Nella fase del primo utilizzo, tutti i beneficiari  faranno uso delle 4 monete per soddisfare bisogni  di base. Il gioco, però, può non terminare con i primi acquisti, perché i proprietari di tutte le attività commerciali che aderiscono all’iniziativa potranno:

  • (a) trattenere e non convertire le monete che hanno ottenuto nella prima transazione
  • (b) recarsi al comune per convertirle in Euro
  • (c) veicolarle nei circuiti del collezionismo
  • (d) utilizzarle nel circuito degli esercizi che aderiscono all’iniziativa

Nei primi due casi, il controvalore delle compravendite generate dalla moneta è fisso (poco meno di 100mila euro) e gli unici che ne hanno fatto uso nel mercato dei beni e dei servizi sono i meno abbienti.

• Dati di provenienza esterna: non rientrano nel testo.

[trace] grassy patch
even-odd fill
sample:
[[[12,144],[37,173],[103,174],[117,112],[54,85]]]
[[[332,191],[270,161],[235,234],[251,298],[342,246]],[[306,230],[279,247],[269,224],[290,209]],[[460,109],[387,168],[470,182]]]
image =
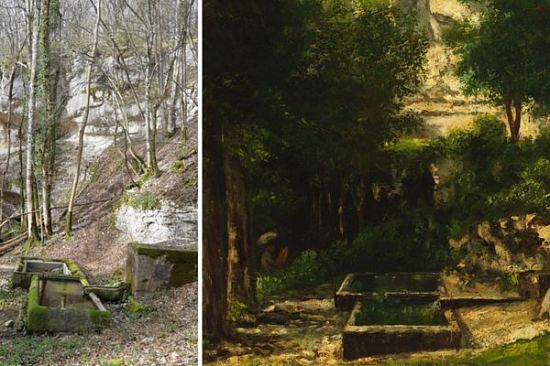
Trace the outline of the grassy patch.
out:
[[[56,364],[77,355],[85,337],[26,336],[0,342],[0,365]]]
[[[364,302],[356,325],[441,325],[446,320],[437,302],[424,304],[380,300]]]
[[[550,334],[539,336],[533,340],[521,340],[505,346],[488,349],[476,356],[449,357],[440,360],[393,359],[385,363],[387,366],[421,366],[421,365],[467,365],[467,366],[546,366],[550,360]]]

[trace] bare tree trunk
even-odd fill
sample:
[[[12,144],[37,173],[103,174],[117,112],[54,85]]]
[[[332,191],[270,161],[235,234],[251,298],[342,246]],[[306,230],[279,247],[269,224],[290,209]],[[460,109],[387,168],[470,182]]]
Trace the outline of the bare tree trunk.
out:
[[[11,70],[10,79],[9,79],[9,86],[8,86],[8,123],[7,123],[7,130],[8,130],[8,156],[6,158],[6,165],[4,166],[4,170],[2,171],[2,185],[0,186],[0,221],[4,219],[4,192],[6,191],[6,176],[8,174],[8,171],[10,169],[10,158],[11,158],[11,121],[12,121],[12,101],[13,101],[13,82],[15,81],[15,72],[17,70],[17,65],[13,66],[13,69]],[[2,238],[2,229],[0,229],[0,239]]]
[[[203,232],[203,327],[209,339],[227,335],[226,236],[224,230],[221,130],[211,114],[204,114],[203,210],[208,222]]]
[[[248,191],[238,156],[224,149],[223,169],[227,205],[227,298],[256,304],[256,248],[248,205]]]
[[[78,152],[77,152],[77,160],[76,160],[76,169],[75,169],[75,175],[73,178],[73,185],[71,188],[71,196],[69,198],[69,207],[67,208],[67,216],[65,221],[65,235],[67,237],[71,236],[72,231],[72,219],[73,219],[73,207],[74,202],[76,199],[76,192],[78,189],[78,180],[80,178],[80,168],[82,164],[82,152],[84,150],[84,133],[86,132],[86,125],[88,124],[88,117],[90,115],[90,102],[91,102],[91,94],[92,94],[92,71],[93,66],[95,62],[95,58],[97,57],[97,44],[98,44],[98,34],[99,34],[99,23],[101,21],[101,0],[97,0],[96,5],[96,12],[97,12],[97,20],[95,23],[95,29],[94,29],[94,41],[92,46],[92,54],[90,59],[90,64],[88,65],[88,72],[87,72],[87,87],[86,87],[86,109],[84,110],[84,118],[82,121],[82,125],[80,126],[80,130],[78,131]]]
[[[174,58],[173,62],[174,65],[172,67],[172,82],[171,82],[171,88],[170,88],[170,97],[169,97],[169,113],[168,113],[168,120],[166,121],[166,130],[165,133],[168,136],[171,136],[174,134],[174,131],[176,130],[176,105],[178,101],[178,94],[180,88],[185,88],[185,84],[179,85],[179,79],[180,79],[180,65],[181,63],[185,63],[185,39],[186,39],[186,28],[187,28],[187,18],[185,15],[187,14],[187,11],[183,11],[183,0],[178,0],[176,4],[176,13],[177,13],[177,33],[176,33],[176,39],[175,39],[175,47],[176,47],[176,57]],[[184,109],[184,105],[181,106],[182,111]]]
[[[25,207],[27,212],[27,235],[29,241],[36,240],[37,227],[34,212],[34,194],[33,194],[33,151],[34,151],[34,115],[36,110],[36,89],[37,89],[37,71],[38,71],[38,27],[39,27],[39,0],[33,3],[27,1],[27,11],[29,14],[29,29],[31,41],[31,64],[30,64],[30,85],[29,85],[29,102],[27,113],[27,142],[26,142],[26,167],[25,167],[25,187],[26,187],[26,202]]]
[[[153,177],[158,177],[160,171],[157,164],[157,151],[156,151],[156,107],[154,107],[153,96],[151,95],[153,88],[153,75],[155,67],[160,65],[155,62],[155,43],[158,32],[155,27],[155,2],[148,1],[148,27],[149,35],[147,36],[147,65],[145,68],[145,147],[147,150],[147,169],[149,174]],[[159,85],[159,87],[161,87]],[[160,92],[158,93],[160,94]],[[153,116],[153,113],[155,114]]]
[[[59,66],[57,60],[54,60],[51,52],[50,35],[53,28],[57,26],[57,17],[59,14],[59,3],[52,0],[45,0],[42,4],[41,16],[41,75],[40,84],[44,105],[46,107],[46,118],[43,120],[43,139],[41,145],[40,166],[42,169],[42,220],[44,236],[43,239],[53,234],[52,214],[51,214],[51,191],[53,184],[53,174],[55,171],[56,154],[56,135],[58,112],[57,87],[59,80]]]

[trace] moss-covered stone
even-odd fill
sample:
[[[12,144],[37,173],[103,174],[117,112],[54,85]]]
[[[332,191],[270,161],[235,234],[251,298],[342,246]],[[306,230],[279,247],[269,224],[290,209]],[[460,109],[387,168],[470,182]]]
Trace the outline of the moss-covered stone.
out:
[[[73,276],[80,278],[80,282],[82,283],[83,286],[90,286],[90,283],[88,282],[88,278],[86,277],[84,272],[82,272],[82,270],[80,269],[78,264],[76,264],[75,261],[73,261],[72,259],[66,259],[65,263],[67,264],[67,267],[69,267],[69,271],[71,272],[71,274]]]
[[[69,273],[72,276],[78,277],[80,282],[83,286],[89,286],[88,278],[86,275],[82,272],[78,264],[76,264],[75,261],[71,259],[49,259],[49,258],[38,258],[38,257],[22,257],[19,263],[17,264],[17,267],[12,275],[11,280],[11,286],[13,288],[23,288],[28,289],[31,282],[31,277],[33,275],[42,275],[47,273],[50,274],[49,270],[41,271],[41,270],[31,270],[27,268],[27,263],[30,261],[40,261],[45,264],[48,263],[59,263],[62,265],[66,265]]]
[[[30,332],[45,332],[48,330],[48,308],[39,303],[39,279],[34,275],[29,287],[29,296],[27,302],[27,329]]]
[[[45,285],[40,285],[41,281]],[[45,291],[42,288],[48,288],[47,281],[53,282],[67,282],[76,283],[80,288],[78,278],[41,278],[38,275],[32,276],[31,285],[29,287],[29,295],[26,310],[26,326],[27,330],[31,333],[46,333],[46,332],[74,332],[85,333],[88,331],[101,330],[111,323],[111,313],[106,310],[90,309],[91,301],[87,306],[81,306],[79,302],[71,303],[72,306],[53,306],[51,300],[44,300],[41,302],[41,298],[48,298],[47,293],[41,295],[40,291]],[[72,286],[72,285],[71,285]],[[51,287],[51,286],[50,286]],[[53,286],[54,294],[55,289],[59,286]],[[61,286],[63,287],[63,286]],[[74,292],[74,291],[73,291]],[[79,292],[81,294],[81,292]],[[51,295],[51,294],[50,294]],[[74,294],[67,294],[65,299]],[[51,295],[53,296],[53,295]],[[78,296],[78,295],[77,295]],[[83,299],[83,304],[85,300]],[[49,304],[49,305],[48,305]],[[76,304],[76,305],[75,305]],[[48,305],[48,306],[46,306]]]
[[[160,288],[179,287],[197,280],[195,249],[130,243],[126,282],[134,295]]]

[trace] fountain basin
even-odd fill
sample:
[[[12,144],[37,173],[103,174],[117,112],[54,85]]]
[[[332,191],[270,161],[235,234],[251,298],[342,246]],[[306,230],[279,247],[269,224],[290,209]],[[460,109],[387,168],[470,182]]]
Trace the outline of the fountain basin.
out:
[[[93,293],[84,293],[79,277],[32,276],[26,312],[29,332],[85,333],[99,331],[110,321],[111,313]]]
[[[87,286],[88,280],[78,265],[71,260],[22,257],[12,275],[13,288],[28,289],[34,275],[76,276]]]
[[[461,332],[439,302],[400,299],[357,301],[342,337],[344,358],[459,348]]]
[[[374,300],[380,297],[435,301],[443,287],[439,273],[350,273],[336,292],[336,308],[351,311],[358,300]]]

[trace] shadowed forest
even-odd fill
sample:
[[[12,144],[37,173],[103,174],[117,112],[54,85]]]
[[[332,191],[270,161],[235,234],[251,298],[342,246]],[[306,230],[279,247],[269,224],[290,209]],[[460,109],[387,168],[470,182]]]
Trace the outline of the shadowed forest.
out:
[[[205,362],[547,364],[549,16],[205,0]]]

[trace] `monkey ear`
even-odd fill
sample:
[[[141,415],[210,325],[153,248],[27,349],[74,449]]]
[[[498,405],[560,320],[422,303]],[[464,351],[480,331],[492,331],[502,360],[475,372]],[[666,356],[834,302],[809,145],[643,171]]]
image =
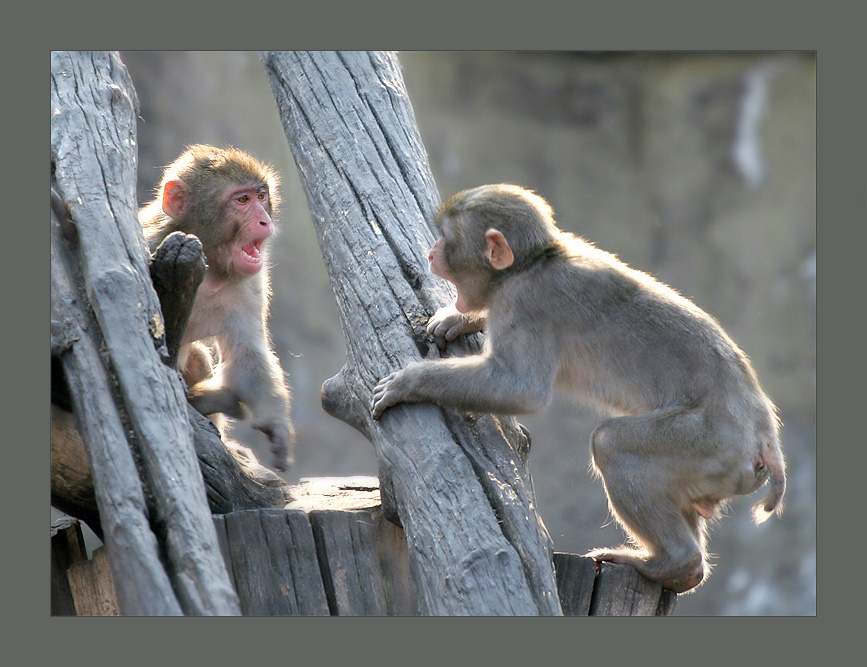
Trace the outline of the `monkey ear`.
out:
[[[497,271],[508,269],[515,261],[506,237],[494,228],[485,232],[485,257]]]
[[[182,220],[186,204],[186,184],[179,178],[166,181],[166,184],[163,186],[163,213],[172,220]]]

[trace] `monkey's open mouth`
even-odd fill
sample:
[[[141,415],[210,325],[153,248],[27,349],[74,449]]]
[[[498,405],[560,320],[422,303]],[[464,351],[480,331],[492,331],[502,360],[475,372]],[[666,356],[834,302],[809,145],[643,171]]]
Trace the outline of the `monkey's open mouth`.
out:
[[[255,243],[251,243],[250,245],[245,245],[241,247],[242,252],[247,255],[247,259],[251,262],[261,262],[262,261],[262,242],[256,241]]]
[[[264,239],[240,246],[236,255],[237,265],[247,273],[257,273],[262,268],[262,243]]]

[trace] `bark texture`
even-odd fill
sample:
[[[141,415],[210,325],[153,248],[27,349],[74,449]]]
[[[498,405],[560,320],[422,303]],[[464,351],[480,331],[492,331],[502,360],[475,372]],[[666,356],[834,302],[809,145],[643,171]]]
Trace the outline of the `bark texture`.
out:
[[[427,319],[453,293],[427,270],[438,194],[397,56],[263,52],[347,344],[324,408],[364,433],[384,510],[406,531],[422,614],[559,615],[552,545],[514,419],[402,405],[379,422],[379,378],[438,356]],[[478,340],[450,354],[478,349]]]
[[[116,54],[51,54],[51,351],[87,449],[122,614],[238,614],[165,365],[138,224],[137,100]]]

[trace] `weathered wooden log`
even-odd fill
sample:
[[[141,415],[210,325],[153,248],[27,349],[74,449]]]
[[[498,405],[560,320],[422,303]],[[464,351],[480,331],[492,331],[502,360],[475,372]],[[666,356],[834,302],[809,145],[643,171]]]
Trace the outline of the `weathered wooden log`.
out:
[[[261,59],[347,342],[346,365],[323,385],[323,407],[374,445],[384,509],[406,531],[420,612],[560,614],[517,422],[429,404],[370,417],[377,380],[439,354],[424,325],[453,300],[425,268],[438,194],[397,56]]]
[[[245,616],[328,616],[313,532],[300,510],[214,517]]]
[[[51,615],[75,616],[75,598],[67,572],[78,561],[87,559],[81,523],[63,518],[51,524]]]
[[[55,215],[66,219],[59,196],[52,191]],[[196,290],[204,275],[202,246],[195,236],[180,232],[160,245],[150,263],[154,289],[165,322],[165,341],[170,368],[177,367],[180,342],[192,311]],[[72,420],[71,396],[58,357],[51,358],[51,499],[59,510],[87,523],[102,537],[93,492],[90,463],[84,443]],[[223,443],[214,425],[191,406],[187,414],[193,428],[193,444],[205,481],[208,503],[214,514],[257,507],[283,507],[289,486],[255,455],[238,443]]]
[[[193,444],[213,514],[280,508],[292,500],[289,485],[247,447],[224,442],[216,427],[192,406],[187,409]],[[103,537],[87,449],[72,413],[51,406],[51,504],[84,521]]]
[[[59,358],[52,357],[52,360]],[[81,519],[103,539],[87,450],[72,413],[51,405],[51,505]]]
[[[592,558],[556,553],[557,586],[566,616],[669,616],[677,594],[631,565],[597,564]]]
[[[379,480],[305,478],[292,494],[296,500],[285,510],[214,517],[244,615],[418,614],[406,536],[383,516]],[[105,550],[86,560],[78,525],[64,520],[52,526],[52,613],[117,613]],[[554,554],[554,564],[565,615],[666,616],[674,610],[674,593],[628,565],[597,565],[568,553]]]
[[[557,590],[564,616],[589,616],[596,584],[596,561],[575,554],[554,554]]]
[[[52,209],[61,227],[74,238],[59,195],[52,190]],[[195,236],[171,234],[154,253],[150,275],[160,301],[167,355],[177,367],[178,352],[189,321],[196,291],[205,274],[205,256]],[[51,377],[51,493],[58,509],[85,521],[102,537],[87,452],[72,415],[71,397],[59,358],[52,357]],[[62,409],[58,409],[62,408]],[[288,485],[260,465],[253,453],[237,443],[222,443],[213,425],[188,406],[193,441],[211,512],[215,514],[257,507],[282,507]]]
[[[383,516],[378,479],[305,478],[291,491],[296,500],[285,510],[213,517],[244,615],[418,614],[406,537]],[[59,582],[56,604],[52,584],[52,608],[114,615],[106,552],[87,560],[78,525],[64,520],[52,527],[52,572]]]
[[[137,220],[136,105],[116,54],[52,52],[52,189],[72,221],[64,234],[52,207],[52,354],[87,448],[121,613],[237,614],[182,384],[164,364]]]
[[[90,560],[73,563],[66,574],[76,616],[120,616],[117,589],[105,547],[96,549]]]
[[[287,510],[308,513],[337,616],[416,616],[406,535],[384,518],[376,477],[303,478]]]
[[[668,616],[677,595],[630,565],[600,563],[591,616]]]
[[[58,240],[60,223],[51,220],[52,354],[69,376],[70,400],[75,405],[74,433],[87,442],[87,458],[94,462],[92,481],[101,512],[103,539],[135,577],[118,575],[121,608],[125,613],[180,614],[171,583],[159,560],[156,538],[147,518],[147,503],[120,414],[114,403],[110,378],[99,355],[95,331],[80,323],[88,318],[79,307],[81,297],[72,282],[72,269]],[[66,326],[64,326],[66,323]],[[73,448],[75,449],[75,448]],[[78,448],[80,451],[80,448]],[[79,476],[77,486],[82,485]],[[113,502],[112,498],[117,498]],[[136,611],[133,611],[136,610]]]

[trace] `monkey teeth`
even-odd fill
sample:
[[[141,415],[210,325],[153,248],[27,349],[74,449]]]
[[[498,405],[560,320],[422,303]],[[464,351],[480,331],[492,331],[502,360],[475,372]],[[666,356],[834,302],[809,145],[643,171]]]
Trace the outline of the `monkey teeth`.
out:
[[[259,251],[259,247],[257,245],[248,245],[241,248],[241,252],[244,253],[244,256],[251,262],[261,262],[262,261],[262,253]]]

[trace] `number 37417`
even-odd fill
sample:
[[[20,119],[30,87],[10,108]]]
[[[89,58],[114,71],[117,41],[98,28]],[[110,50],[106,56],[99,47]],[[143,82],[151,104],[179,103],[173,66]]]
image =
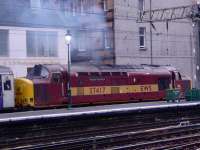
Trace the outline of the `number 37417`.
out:
[[[91,95],[106,94],[106,88],[105,87],[90,88],[90,94]]]

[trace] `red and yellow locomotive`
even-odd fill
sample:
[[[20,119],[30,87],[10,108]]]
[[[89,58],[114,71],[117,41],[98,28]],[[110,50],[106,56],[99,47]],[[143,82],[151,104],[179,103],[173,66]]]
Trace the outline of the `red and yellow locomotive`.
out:
[[[16,106],[50,107],[69,102],[67,83],[71,81],[72,105],[165,99],[165,91],[179,88],[184,95],[191,88],[179,72],[164,68],[73,72],[63,65],[36,65],[27,78],[15,80]]]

Sono questi gli unici casi in cui ha senso dire che il Bruzio è uno strumento contro la povertà. Una sorta di Buono a sostegno della Spesa dei Meno Abbienti che, a seconda dei casi, è a carico del comune di Cosenza, oppure – caso estremo –  degli esercenti.[1]

Se si crea e si alimenta un mercato della collezione dei Bruzio (opzione c), è plausibile immaginare (i) che per ciascuna moneta il valore di scambio diventi maggiore di 20 euro e (ii) che gli attori di queste transazioni non siano soggetti  economicamente deboli. Difficile ravvedere in queste circostante motivazioni legate alla povertà.

Tuttavia, il Bruzio è una “moneta complementare” con garanzia del controvalore (per una moneta, il Comune restituisce 20 euro al possessore). Essa, pertanto, potrà liberamente circolare nella rete degli esercenti così come qualsiasi altro titolo di credito.  Se l’opzione più verosimile diventa l’utilizzo dei Bruzio come moneta parallela all’euro, lo strumento adottato dal Comune di Cosenza perde anche in questo caso la sua caratterizzazione iniziale, ossia di essere uno strumento contro la povertà. Questa “perdita” aumenta all’aumentare del numero di volte che i Bruzio vengono utilizzati nel circuito dei 24 esercizi commerciali aderenti al progetto.  Nelle fasi successive alla prima – quella in cui gli acquirenti erano i meno abbienti  –  le transazioni avverranno tra soggetti che non sono poveri. Immaginiamo che 1 Bruzio venga utilizzato 10 volte, generando un controvalore di 200 Euro di transazioni. E’ una misura per i poveri solo nel 10% dei casi (il primo bruzio=20 euro), mentre per il 90% delle transazioni è utilizzato da cittadini ricchi.

 


[1] A parità di altre condizioni, tra le opzioni (a) e (b) quella più verosimile è la seconda.  Immaginiamo che l’utilizzo dei Bruzio segua una distribuzione uniforme tra i 24 esercizi commerciali. In tal caso, ogni titolare avrà ceduto ai poveri beni e servizi per un controvalore di circa 4100 Euro. Se opta per la scelta (a) e, quindi, se rinuncia alla conversione in euro è come se trasferisse lui ricchezza ai poveri e non il comune (che avrebbe il merito di aver attivato l’idea). E’ verosimile pensare che l’opzione (a) non rappresenti la regola generale. Gli incentivi degli esercenti sono pro-conversione dei Bruzio in euro presso il comune.

Dal punto di vista del Comune di Cosenza, la differenza dell’effetto di (a) e (b) sul bilancio comunale è evidente: in caso di totale conversione si osserverà un’uscita di circa 100mila euro. All’estremo opposto, se nessun possessore chiederà di convertire Bruzio in Euro, il bilancio non registrerà alcuna variazione. Il caso reale sarà, plausibilmente, intermedio a questi due estremi. Qualsiasi sia l’evenienza, il Comune di Cosenza ha già contabilizzato i costi sostenuti per “stampare” la moneta e per avviare il progetto.